Unheard L.A. was a three part, live event series that featured community storytellers sharing their stories about life in Southern California.
The project was truly an experiment. Our hypothesis: Compelling storytellers abound in Los Angeles. What would happen if, instead of reporting on stories and then sharing them with the community, we asked the community to come up with their own stories and then share them with us? Would they become more engaged with their community and KPCC as a result?
Throughout the spring of 2017, our live events team, led by Jon Cohn and Ashley Alvarado, used every tool in the community engagement box to solicit the stories. They employed the Public Insight Network, set up a texting service through Groundsource, distributed postcards at 70 public libraries across the county and shared project information on multiple social media platforms.
We received more than 250 submissions with stories as diverse as our region. 25 storytellers and three performance groups were selected.
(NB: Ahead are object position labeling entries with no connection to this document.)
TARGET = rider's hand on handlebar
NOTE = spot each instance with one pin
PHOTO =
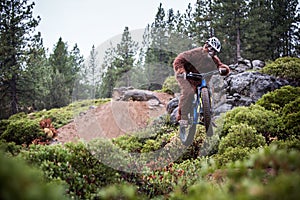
(224, 70)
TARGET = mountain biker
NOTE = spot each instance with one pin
(197, 60)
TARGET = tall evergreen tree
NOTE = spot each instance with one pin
(157, 60)
(201, 25)
(124, 60)
(118, 64)
(65, 67)
(17, 26)
(285, 18)
(228, 26)
(257, 32)
(109, 76)
(36, 82)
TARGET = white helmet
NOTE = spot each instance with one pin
(215, 43)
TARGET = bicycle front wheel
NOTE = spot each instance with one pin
(206, 106)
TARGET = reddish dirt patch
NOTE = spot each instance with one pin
(113, 119)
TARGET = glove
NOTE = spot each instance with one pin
(224, 70)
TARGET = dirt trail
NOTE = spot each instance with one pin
(113, 119)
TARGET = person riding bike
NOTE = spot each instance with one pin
(197, 60)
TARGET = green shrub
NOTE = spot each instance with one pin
(170, 85)
(291, 118)
(291, 143)
(285, 67)
(243, 136)
(119, 191)
(277, 99)
(19, 181)
(22, 131)
(232, 154)
(73, 163)
(266, 122)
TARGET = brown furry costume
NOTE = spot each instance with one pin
(195, 60)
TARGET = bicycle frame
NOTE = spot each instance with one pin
(197, 105)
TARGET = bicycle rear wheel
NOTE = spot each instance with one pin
(206, 106)
(187, 133)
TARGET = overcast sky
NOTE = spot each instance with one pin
(92, 22)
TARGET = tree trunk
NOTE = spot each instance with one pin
(238, 44)
(13, 93)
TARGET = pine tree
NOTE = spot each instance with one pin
(228, 26)
(257, 32)
(65, 66)
(17, 26)
(201, 25)
(157, 59)
(36, 82)
(126, 51)
(285, 17)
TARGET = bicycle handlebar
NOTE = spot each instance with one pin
(197, 76)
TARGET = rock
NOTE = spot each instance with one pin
(138, 95)
(172, 104)
(173, 116)
(258, 64)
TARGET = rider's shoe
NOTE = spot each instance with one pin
(184, 123)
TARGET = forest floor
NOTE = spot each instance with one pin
(113, 119)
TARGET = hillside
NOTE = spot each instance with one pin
(113, 119)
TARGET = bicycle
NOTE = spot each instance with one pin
(201, 109)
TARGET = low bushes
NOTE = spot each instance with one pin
(284, 67)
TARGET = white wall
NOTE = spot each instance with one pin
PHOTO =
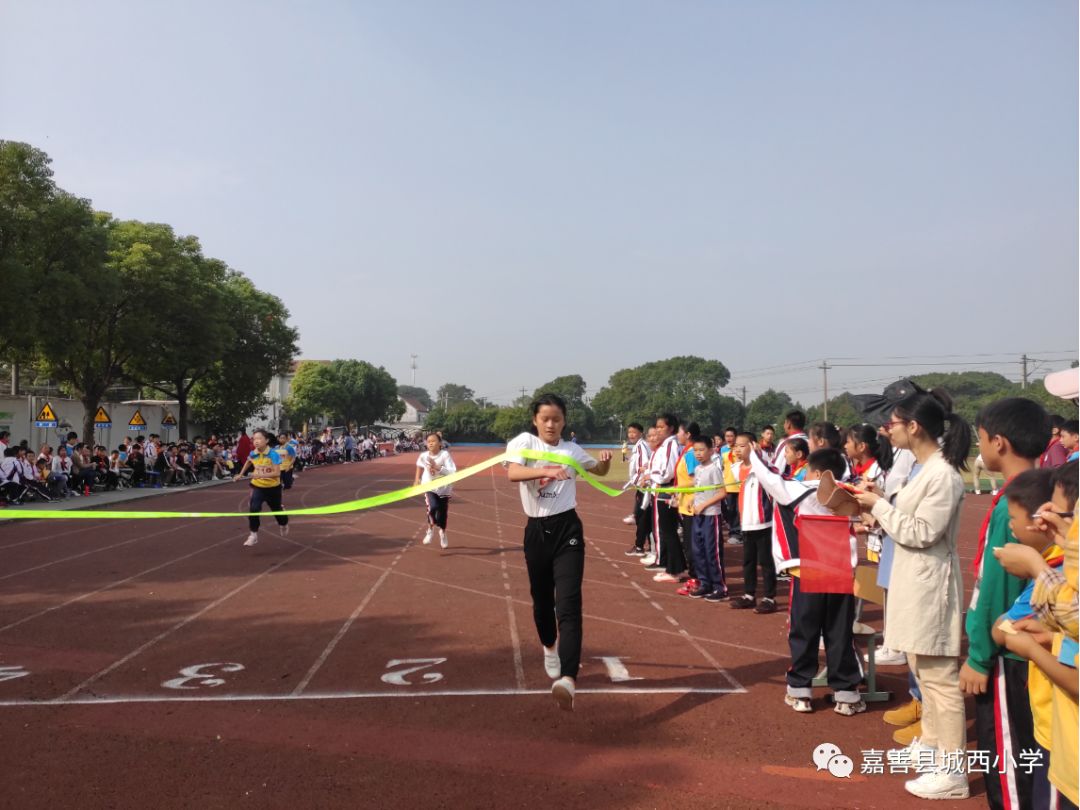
(17, 413)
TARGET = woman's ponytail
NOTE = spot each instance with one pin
(932, 410)
(956, 442)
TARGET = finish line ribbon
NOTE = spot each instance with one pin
(354, 505)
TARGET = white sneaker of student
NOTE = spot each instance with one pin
(886, 657)
(552, 664)
(939, 784)
(910, 753)
(563, 689)
(799, 704)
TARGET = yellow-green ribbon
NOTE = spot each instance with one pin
(362, 503)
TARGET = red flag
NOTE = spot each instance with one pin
(825, 554)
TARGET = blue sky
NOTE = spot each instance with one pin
(517, 191)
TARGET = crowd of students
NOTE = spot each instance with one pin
(77, 469)
(905, 490)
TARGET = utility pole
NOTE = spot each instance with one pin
(824, 372)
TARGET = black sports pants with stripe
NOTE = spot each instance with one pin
(555, 561)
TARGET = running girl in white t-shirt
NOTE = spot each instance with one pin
(554, 539)
(434, 463)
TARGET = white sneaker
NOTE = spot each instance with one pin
(850, 710)
(799, 704)
(909, 753)
(563, 689)
(552, 664)
(886, 657)
(939, 785)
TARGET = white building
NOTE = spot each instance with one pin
(415, 413)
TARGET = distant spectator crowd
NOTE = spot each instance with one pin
(77, 470)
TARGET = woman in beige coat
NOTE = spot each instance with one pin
(922, 613)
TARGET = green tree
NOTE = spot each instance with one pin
(415, 392)
(510, 421)
(842, 412)
(351, 391)
(688, 387)
(27, 192)
(234, 388)
(100, 332)
(313, 392)
(579, 416)
(768, 408)
(189, 327)
(450, 394)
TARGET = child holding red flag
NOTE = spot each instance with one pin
(812, 616)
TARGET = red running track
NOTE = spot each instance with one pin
(161, 663)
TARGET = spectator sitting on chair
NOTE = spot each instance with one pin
(11, 484)
(61, 472)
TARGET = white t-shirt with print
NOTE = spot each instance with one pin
(553, 497)
(443, 463)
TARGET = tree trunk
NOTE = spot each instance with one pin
(181, 409)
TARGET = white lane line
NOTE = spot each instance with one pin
(95, 701)
(179, 525)
(592, 617)
(515, 639)
(736, 686)
(349, 622)
(164, 634)
(118, 582)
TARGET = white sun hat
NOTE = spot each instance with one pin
(1064, 383)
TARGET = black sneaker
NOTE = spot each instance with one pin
(767, 606)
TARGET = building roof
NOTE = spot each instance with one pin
(296, 364)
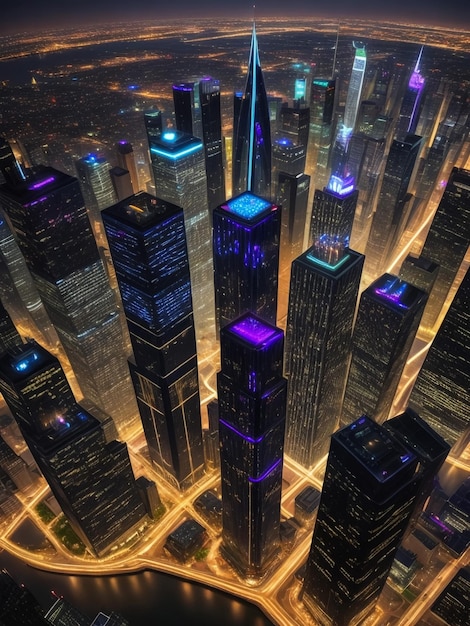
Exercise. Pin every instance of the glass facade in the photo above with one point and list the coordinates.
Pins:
(91, 478)
(246, 233)
(54, 234)
(251, 167)
(322, 304)
(252, 403)
(441, 392)
(148, 246)
(179, 172)
(367, 498)
(387, 320)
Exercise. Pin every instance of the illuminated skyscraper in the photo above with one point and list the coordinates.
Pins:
(53, 231)
(148, 246)
(411, 103)
(430, 448)
(292, 196)
(322, 106)
(95, 183)
(18, 290)
(356, 81)
(333, 212)
(447, 240)
(197, 112)
(252, 402)
(251, 167)
(180, 178)
(90, 477)
(126, 160)
(393, 205)
(246, 233)
(153, 123)
(322, 304)
(387, 320)
(441, 393)
(367, 497)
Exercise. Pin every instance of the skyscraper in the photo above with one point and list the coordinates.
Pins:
(251, 167)
(333, 212)
(126, 160)
(95, 183)
(90, 477)
(393, 205)
(197, 112)
(387, 319)
(353, 99)
(430, 448)
(441, 393)
(246, 233)
(252, 402)
(180, 178)
(322, 105)
(367, 498)
(356, 81)
(72, 282)
(148, 245)
(322, 304)
(411, 103)
(447, 240)
(453, 603)
(292, 196)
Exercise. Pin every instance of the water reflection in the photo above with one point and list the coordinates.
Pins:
(146, 598)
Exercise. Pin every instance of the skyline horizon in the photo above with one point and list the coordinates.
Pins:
(32, 19)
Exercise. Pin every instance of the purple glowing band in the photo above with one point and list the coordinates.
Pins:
(245, 437)
(42, 183)
(265, 474)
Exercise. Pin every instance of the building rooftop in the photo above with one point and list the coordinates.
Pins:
(248, 206)
(142, 211)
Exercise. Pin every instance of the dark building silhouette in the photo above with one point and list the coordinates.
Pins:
(393, 204)
(251, 165)
(367, 498)
(90, 476)
(72, 282)
(322, 305)
(148, 245)
(453, 605)
(246, 233)
(252, 404)
(441, 393)
(388, 317)
(447, 240)
(197, 112)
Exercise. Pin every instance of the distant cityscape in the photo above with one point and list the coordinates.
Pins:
(234, 317)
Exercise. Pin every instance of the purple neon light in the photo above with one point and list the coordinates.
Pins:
(264, 474)
(245, 437)
(341, 186)
(253, 330)
(393, 290)
(42, 183)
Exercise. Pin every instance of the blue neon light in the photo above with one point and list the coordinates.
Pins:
(325, 264)
(247, 205)
(176, 155)
(26, 362)
(266, 473)
(245, 437)
(393, 290)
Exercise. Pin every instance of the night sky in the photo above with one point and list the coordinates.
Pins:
(22, 15)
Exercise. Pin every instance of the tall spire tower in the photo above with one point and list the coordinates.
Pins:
(252, 133)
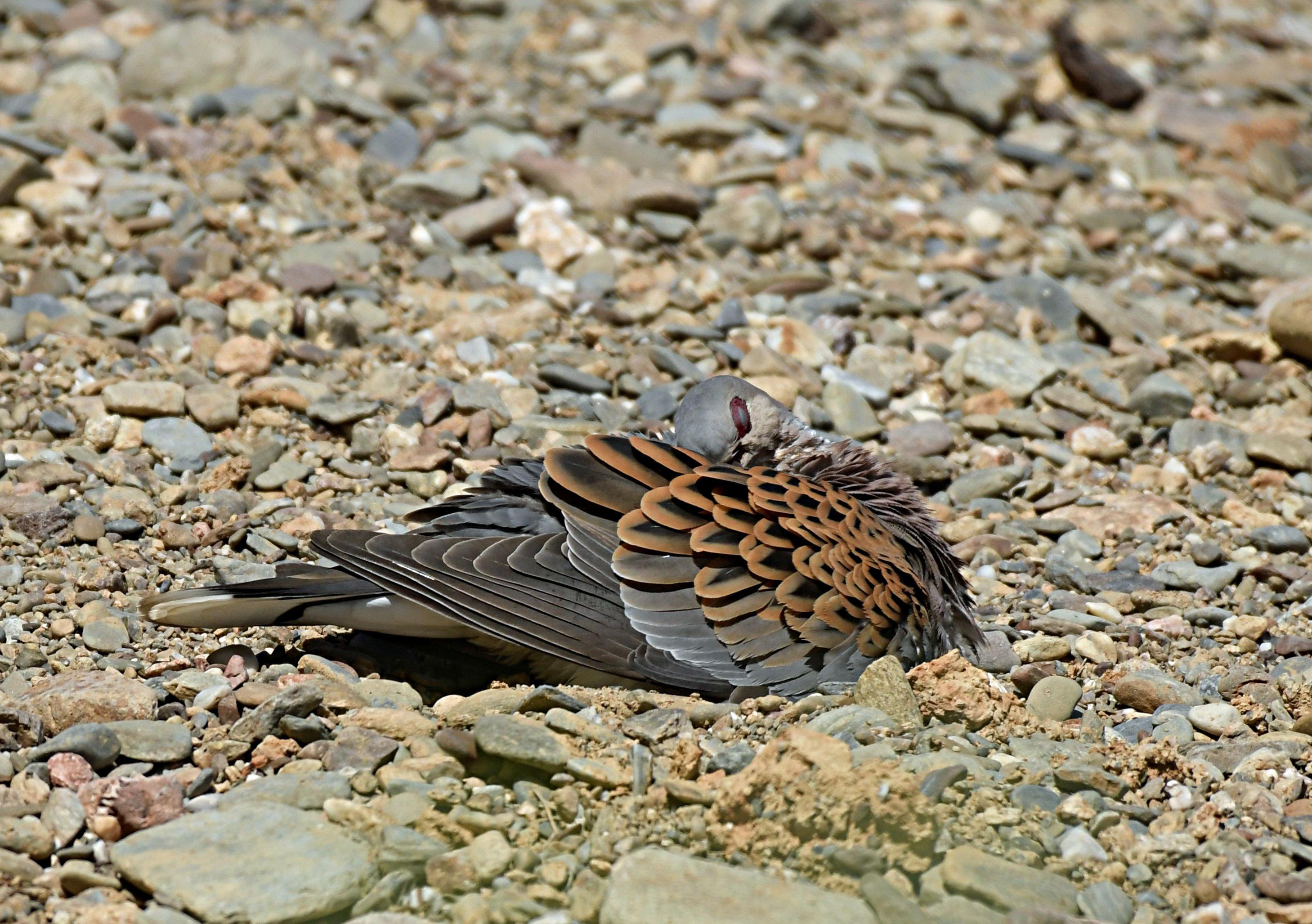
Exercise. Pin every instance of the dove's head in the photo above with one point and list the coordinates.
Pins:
(726, 418)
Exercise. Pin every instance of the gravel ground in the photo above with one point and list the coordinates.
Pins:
(268, 268)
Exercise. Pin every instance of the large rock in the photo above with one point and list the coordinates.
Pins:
(255, 864)
(1005, 885)
(83, 696)
(883, 686)
(180, 59)
(654, 886)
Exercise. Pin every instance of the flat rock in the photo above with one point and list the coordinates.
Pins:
(1146, 691)
(254, 864)
(521, 742)
(1005, 885)
(154, 742)
(712, 893)
(87, 696)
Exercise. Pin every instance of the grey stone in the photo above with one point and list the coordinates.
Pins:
(521, 742)
(1005, 885)
(1037, 292)
(985, 484)
(357, 749)
(478, 222)
(180, 59)
(852, 720)
(561, 376)
(995, 655)
(1282, 262)
(1188, 435)
(176, 438)
(889, 905)
(1029, 796)
(1189, 577)
(280, 473)
(397, 144)
(979, 91)
(851, 413)
(154, 742)
(259, 864)
(1160, 399)
(105, 636)
(848, 155)
(640, 893)
(1218, 720)
(995, 361)
(1284, 449)
(756, 222)
(1054, 699)
(437, 192)
(929, 438)
(1280, 538)
(298, 700)
(343, 411)
(94, 742)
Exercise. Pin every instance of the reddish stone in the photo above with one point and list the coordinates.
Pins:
(70, 771)
(143, 803)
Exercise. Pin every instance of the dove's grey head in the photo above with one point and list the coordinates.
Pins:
(726, 418)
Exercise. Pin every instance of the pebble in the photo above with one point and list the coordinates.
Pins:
(520, 742)
(258, 861)
(1218, 720)
(1054, 699)
(709, 892)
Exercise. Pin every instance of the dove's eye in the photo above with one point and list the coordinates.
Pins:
(742, 419)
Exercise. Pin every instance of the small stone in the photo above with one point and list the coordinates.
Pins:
(521, 742)
(245, 354)
(434, 193)
(96, 743)
(851, 413)
(994, 361)
(1281, 449)
(70, 770)
(477, 864)
(1106, 902)
(883, 686)
(481, 221)
(1005, 885)
(755, 222)
(152, 742)
(1041, 649)
(1189, 577)
(1277, 540)
(1079, 847)
(107, 634)
(1160, 399)
(1218, 720)
(1146, 691)
(176, 438)
(1054, 699)
(640, 893)
(213, 406)
(145, 399)
(985, 484)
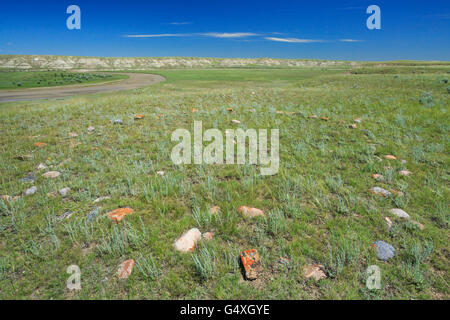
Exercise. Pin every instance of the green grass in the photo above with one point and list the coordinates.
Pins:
(35, 79)
(318, 206)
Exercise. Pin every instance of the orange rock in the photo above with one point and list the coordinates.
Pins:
(250, 212)
(118, 214)
(125, 269)
(40, 144)
(314, 271)
(251, 263)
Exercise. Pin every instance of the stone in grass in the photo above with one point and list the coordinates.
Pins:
(51, 174)
(65, 215)
(399, 213)
(384, 250)
(208, 236)
(188, 241)
(120, 213)
(93, 214)
(314, 271)
(30, 191)
(252, 264)
(64, 191)
(125, 269)
(28, 178)
(250, 212)
(102, 199)
(380, 191)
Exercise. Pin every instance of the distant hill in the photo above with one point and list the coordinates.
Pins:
(97, 63)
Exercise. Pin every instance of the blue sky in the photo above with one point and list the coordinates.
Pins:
(414, 29)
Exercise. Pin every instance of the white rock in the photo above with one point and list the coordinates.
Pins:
(64, 191)
(52, 174)
(42, 166)
(399, 213)
(30, 191)
(101, 199)
(188, 240)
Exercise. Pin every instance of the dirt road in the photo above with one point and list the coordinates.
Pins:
(136, 80)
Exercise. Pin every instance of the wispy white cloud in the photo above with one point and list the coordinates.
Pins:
(228, 34)
(349, 40)
(292, 40)
(157, 35)
(205, 34)
(180, 23)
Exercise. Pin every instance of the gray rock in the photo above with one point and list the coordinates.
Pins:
(63, 192)
(93, 214)
(28, 178)
(30, 191)
(384, 250)
(65, 215)
(399, 213)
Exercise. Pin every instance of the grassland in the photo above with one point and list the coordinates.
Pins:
(35, 79)
(319, 208)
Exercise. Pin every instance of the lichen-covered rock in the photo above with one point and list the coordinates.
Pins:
(384, 250)
(399, 213)
(125, 269)
(251, 212)
(252, 264)
(188, 241)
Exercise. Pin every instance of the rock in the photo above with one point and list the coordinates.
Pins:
(28, 178)
(118, 214)
(101, 199)
(252, 264)
(93, 214)
(40, 144)
(42, 166)
(404, 173)
(207, 235)
(214, 210)
(384, 250)
(399, 213)
(125, 269)
(65, 215)
(419, 225)
(388, 222)
(30, 191)
(188, 240)
(314, 271)
(51, 174)
(64, 191)
(250, 212)
(380, 191)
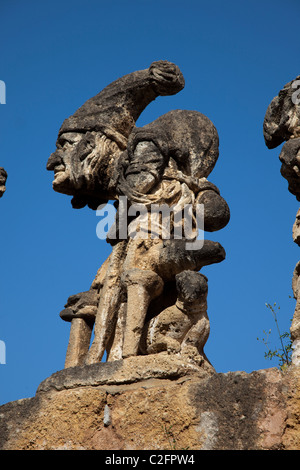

Jon and Ashley worked with the community members to sharpen their performances. Almost all the story tellers were new to KPCC and the stage.
We produced three live shows to showcase the stories at locations around the city.
As soon as we opened the RSVP pages for the shows, there was an immediate, overwhelming response. The L.A. Weekly made our show a ‘pick of the week’ and the series got picked up in several other local media outlets including the L.A. Daily News, Latino L.A., and the San Gabriel Valley Tribune.
After the sold out shows, we hosted mixers to give the audience, storytellers, their friends and family, as well as KPCC staff the opportunity to meet, connect and learn more about one another.
We received strong, positive feedback from the audience. An attendee at our first show said, “This was the best reflection of L.A. that I have ever seen on stage”. Another audience member said, “The stories captured up and made an impact. Listening to people’s stories opened our eyes to other people’s problems.”
As of early May, the Facebook event posts had reached nearly 38,000 people and had more than five hundred reactions, comments and shares. Additionally, we saw that 81 percent of those who RSVPed were doing so for a KPCC In Person event for the very first time; 75 percent of those who attended were doing so for the first time; and 78 percent of those who responded to our emailed post-event surveys rated it as “excellent.”
This successful experiment speaks directly to a challenge facing public radio stations across the country: what does it mean to turn our radio stations into community platforms?